Sorry, wenn ich den Kern der Diskussion ein paar Beiträge hinterherhinke - aber hier noch ein paar Gedanken zu der Unnötigkeit des Festnetzes:
Das Festnetz ist auch meiner Meinung nach heute unverzichtbar - selbst wenn es als quasi-Festnetz in Form von HOME oder VoIP-in genutzt wird. Was hätte ich von einer Base-Flat, Homezonetarifen, einer HOME Festnetznummer und VoIP (inklusive der Flats, Adapter etc.) wenn sich nicht der gesamte Telekommunikationsmarkt auf diesen gemeinsamen Nenner einschießen könnte? Die totale Mobilfuk-Flat ist aufgrund der Konstruktion mit "Der Anrufer zahlt die erhöhten Gebühren" im Gegensatz zum Airtime-Modell der USA nicht zu machen. Enum-Nummern werden sich die Leute auch in absehbarer Zukunft wohl kaum merken - höchstens für ein oder zwei regelmäßige Gesprächspartner. Ich gehe sogar davon aus, dass uns das Festnetz auf Dauer als Bindeglied im Telefonmarkt erhalten bleibt. Auch weil das Rosinenpicken dabei so schön ist und sowohl die Nutzer als auch die Anbieter anscheinend drauf stehen. (erstere haben lieber das Gefühl, sich ihre besonders günstige Telekommunikationslösung gebastelt zu haben, zweitere möchten die unwissenden Nutzer lieber in Fallen laufen lassen - die Alternative fairer Preise möchte anscheinend niemand.) Im Grunde basieren die beiden Gegensätze, die ohne einander nicht denkbar wären, genau darauf: die Festnetzflat von eplus und die günstigste HOME-Nummer bei o2-genion. Bei beiden Lösung profitieren die Anschlussinhaber vom allgegenwärtigem Festnetz, lediglich auf eine leicht unterschiedliche Weise.
Ein Großteil des Marktes ist momentan und wird auch noch in Zukunft ohnehin per Festnetztelefonie angeschlossen sein. Bevor man sich von VoIP den Markt komplett leergraben läßt, wird mit den Festnetznummern der eigene homezone und Festnetzmarkt mit den schon vorhandenen Voiceflats noch ein wenig günstiger werden.
Damit bricht z.b. den Mobilfunkern schon ein wenig vorzeitig der ic-Gewinn weg und andere Einkommensquellen müssen gefunden werden. Weil man mit sinkenden Preisen die Datennutzung auch noch attraktiver machen müsste, wird das schwer. Die Margen sinken und sinken ...

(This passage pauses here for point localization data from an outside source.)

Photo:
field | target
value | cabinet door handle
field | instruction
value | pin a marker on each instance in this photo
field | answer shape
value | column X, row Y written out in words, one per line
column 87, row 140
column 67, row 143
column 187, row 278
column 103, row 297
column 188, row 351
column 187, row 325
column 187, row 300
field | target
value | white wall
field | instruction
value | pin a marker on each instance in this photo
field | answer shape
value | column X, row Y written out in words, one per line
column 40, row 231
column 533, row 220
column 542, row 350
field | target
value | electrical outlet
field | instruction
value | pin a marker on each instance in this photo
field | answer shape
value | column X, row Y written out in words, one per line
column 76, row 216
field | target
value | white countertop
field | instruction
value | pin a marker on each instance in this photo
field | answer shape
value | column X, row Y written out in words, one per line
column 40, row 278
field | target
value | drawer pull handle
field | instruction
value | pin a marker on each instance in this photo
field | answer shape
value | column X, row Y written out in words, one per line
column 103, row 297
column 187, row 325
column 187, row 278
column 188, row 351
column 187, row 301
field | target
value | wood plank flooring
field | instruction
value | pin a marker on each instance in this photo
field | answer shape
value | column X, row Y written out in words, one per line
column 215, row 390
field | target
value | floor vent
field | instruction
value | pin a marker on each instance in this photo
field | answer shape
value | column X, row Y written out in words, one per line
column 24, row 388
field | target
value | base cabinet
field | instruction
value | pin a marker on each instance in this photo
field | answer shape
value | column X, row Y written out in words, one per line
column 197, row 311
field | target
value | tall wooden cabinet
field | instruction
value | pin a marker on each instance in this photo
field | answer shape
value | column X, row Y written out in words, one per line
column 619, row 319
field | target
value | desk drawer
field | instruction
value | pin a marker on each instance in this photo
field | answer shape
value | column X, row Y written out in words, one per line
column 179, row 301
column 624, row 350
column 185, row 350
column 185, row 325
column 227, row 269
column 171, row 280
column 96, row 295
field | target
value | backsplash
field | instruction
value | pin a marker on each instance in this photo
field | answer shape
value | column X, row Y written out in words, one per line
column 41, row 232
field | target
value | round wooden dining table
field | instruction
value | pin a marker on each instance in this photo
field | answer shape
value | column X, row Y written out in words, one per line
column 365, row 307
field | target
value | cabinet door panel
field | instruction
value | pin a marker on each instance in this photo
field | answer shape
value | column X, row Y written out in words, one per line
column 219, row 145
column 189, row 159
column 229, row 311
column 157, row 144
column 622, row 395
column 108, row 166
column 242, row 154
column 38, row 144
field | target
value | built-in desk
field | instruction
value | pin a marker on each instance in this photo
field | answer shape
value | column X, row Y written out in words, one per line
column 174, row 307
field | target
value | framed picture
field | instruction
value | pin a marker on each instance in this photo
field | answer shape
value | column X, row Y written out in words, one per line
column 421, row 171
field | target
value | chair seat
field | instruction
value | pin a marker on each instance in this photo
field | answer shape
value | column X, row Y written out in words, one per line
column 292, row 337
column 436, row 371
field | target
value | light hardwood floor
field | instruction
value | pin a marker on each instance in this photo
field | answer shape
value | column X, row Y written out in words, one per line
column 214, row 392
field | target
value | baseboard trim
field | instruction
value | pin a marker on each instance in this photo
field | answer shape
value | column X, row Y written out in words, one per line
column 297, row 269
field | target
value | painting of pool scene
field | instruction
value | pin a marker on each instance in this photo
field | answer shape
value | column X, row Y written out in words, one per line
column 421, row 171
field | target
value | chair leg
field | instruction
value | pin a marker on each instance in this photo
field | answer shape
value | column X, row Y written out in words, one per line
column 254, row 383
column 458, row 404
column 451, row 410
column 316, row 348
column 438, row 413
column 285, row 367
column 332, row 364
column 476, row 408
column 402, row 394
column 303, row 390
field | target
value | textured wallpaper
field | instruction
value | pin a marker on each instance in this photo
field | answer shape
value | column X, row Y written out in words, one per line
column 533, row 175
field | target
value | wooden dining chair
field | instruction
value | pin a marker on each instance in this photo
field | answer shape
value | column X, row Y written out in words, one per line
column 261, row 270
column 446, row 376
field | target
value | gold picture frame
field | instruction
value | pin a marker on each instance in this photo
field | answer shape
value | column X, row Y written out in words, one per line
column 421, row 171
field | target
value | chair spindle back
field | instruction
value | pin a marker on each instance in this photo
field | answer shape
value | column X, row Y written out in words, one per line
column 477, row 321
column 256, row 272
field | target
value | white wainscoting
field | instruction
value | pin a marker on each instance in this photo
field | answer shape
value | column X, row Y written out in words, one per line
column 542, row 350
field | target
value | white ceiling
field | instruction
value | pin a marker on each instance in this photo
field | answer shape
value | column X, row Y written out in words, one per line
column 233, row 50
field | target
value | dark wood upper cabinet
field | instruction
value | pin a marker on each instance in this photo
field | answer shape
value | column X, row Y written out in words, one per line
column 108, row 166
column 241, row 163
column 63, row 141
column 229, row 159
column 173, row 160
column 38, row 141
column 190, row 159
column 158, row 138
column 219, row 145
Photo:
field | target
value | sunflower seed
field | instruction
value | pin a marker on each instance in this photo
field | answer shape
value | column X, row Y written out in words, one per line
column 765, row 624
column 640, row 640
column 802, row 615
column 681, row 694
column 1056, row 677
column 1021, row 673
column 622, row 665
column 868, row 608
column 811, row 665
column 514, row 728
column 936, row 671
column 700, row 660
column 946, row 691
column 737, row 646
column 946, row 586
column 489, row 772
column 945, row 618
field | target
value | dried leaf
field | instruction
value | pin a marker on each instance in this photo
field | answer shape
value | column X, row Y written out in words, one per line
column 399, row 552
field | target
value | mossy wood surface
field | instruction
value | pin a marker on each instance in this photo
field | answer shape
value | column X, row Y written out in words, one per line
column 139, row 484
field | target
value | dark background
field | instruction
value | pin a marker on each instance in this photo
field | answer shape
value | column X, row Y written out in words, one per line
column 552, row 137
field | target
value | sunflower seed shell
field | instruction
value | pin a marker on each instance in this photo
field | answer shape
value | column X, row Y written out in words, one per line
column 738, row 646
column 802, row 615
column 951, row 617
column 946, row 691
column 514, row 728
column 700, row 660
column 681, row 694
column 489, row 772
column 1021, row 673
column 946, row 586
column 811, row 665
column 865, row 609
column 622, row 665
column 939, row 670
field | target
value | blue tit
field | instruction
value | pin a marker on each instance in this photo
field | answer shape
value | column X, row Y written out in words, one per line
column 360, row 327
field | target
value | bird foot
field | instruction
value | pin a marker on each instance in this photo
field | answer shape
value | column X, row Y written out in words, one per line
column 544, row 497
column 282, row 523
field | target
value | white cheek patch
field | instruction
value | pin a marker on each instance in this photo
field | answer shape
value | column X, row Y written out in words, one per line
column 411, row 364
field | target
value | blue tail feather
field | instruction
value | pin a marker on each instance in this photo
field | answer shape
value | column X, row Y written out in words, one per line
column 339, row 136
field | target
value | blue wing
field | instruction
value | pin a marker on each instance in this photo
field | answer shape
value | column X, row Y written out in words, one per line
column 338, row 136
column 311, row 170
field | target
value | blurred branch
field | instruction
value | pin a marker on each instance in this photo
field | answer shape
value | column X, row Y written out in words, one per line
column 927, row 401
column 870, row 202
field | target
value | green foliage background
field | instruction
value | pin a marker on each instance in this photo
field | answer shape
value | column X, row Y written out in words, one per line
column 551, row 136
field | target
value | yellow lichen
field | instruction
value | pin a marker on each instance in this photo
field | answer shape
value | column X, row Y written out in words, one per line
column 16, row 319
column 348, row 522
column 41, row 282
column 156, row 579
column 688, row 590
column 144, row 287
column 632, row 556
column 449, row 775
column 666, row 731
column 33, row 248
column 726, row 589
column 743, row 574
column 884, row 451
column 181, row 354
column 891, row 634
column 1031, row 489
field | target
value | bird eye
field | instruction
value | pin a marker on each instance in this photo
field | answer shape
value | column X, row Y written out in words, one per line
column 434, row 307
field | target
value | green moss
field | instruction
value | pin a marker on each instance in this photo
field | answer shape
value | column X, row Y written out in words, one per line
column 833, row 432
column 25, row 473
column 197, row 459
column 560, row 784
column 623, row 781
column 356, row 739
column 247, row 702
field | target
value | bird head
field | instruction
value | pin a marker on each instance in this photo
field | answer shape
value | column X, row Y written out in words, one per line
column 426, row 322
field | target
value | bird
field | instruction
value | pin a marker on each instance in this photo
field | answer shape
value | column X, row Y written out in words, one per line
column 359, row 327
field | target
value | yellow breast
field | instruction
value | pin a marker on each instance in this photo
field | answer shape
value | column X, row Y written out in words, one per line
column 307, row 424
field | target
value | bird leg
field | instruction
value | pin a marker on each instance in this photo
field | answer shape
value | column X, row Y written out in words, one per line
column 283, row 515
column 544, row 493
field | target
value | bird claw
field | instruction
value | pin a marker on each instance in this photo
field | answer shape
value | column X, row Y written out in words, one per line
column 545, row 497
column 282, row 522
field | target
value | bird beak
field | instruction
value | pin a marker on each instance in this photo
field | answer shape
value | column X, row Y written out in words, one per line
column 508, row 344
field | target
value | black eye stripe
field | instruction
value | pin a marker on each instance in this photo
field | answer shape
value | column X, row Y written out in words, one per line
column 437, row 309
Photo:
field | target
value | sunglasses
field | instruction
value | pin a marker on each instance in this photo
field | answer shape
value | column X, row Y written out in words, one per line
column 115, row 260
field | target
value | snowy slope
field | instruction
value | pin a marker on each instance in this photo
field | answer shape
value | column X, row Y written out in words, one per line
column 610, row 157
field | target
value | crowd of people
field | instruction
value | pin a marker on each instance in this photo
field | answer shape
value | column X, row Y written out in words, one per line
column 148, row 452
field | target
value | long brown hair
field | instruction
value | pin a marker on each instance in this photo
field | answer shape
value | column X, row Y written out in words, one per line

Darin sehe ich einen der Hauptgründe, warum ein fairer Preis für Mobilfunknutzung heute einerseits näherzukommen schein, andererseits ferner ist denn je. Die nächsten Preissenkungsrunden wirken sich wie schon die letzten extrem auf die Fussnoten aus - die Befristungen und Aktionstarife werden immer wichtiger und der einzige Kompromiss, man könnte auch Kuhhandel sagen, sind die Fixkosten mit immer mal wieder veränderten und in letzter Zeit immer wertiger werdenden Flatrates hochzutreiben. Die blöden Kunden geben sich ja nicht von Minutenpaketen zufrieden und lassen sich von Discountern locken, obwohl sie doch eigentlich auch ein Handy haben wollen.
So blöde wie es klingt: Der Umweg über das Festnetz ist für die Mobilfunker und für VoIP so unverzichtbar wie nur was.
Und zu den Minutenpaketen: Eplus hat da einerseits die besten Tarife, andererseits die schrumpeligsten Rosinen, die dazu nur am Wochenende verteilt werden.
Muss jeder wissen, was er wirklich braucht.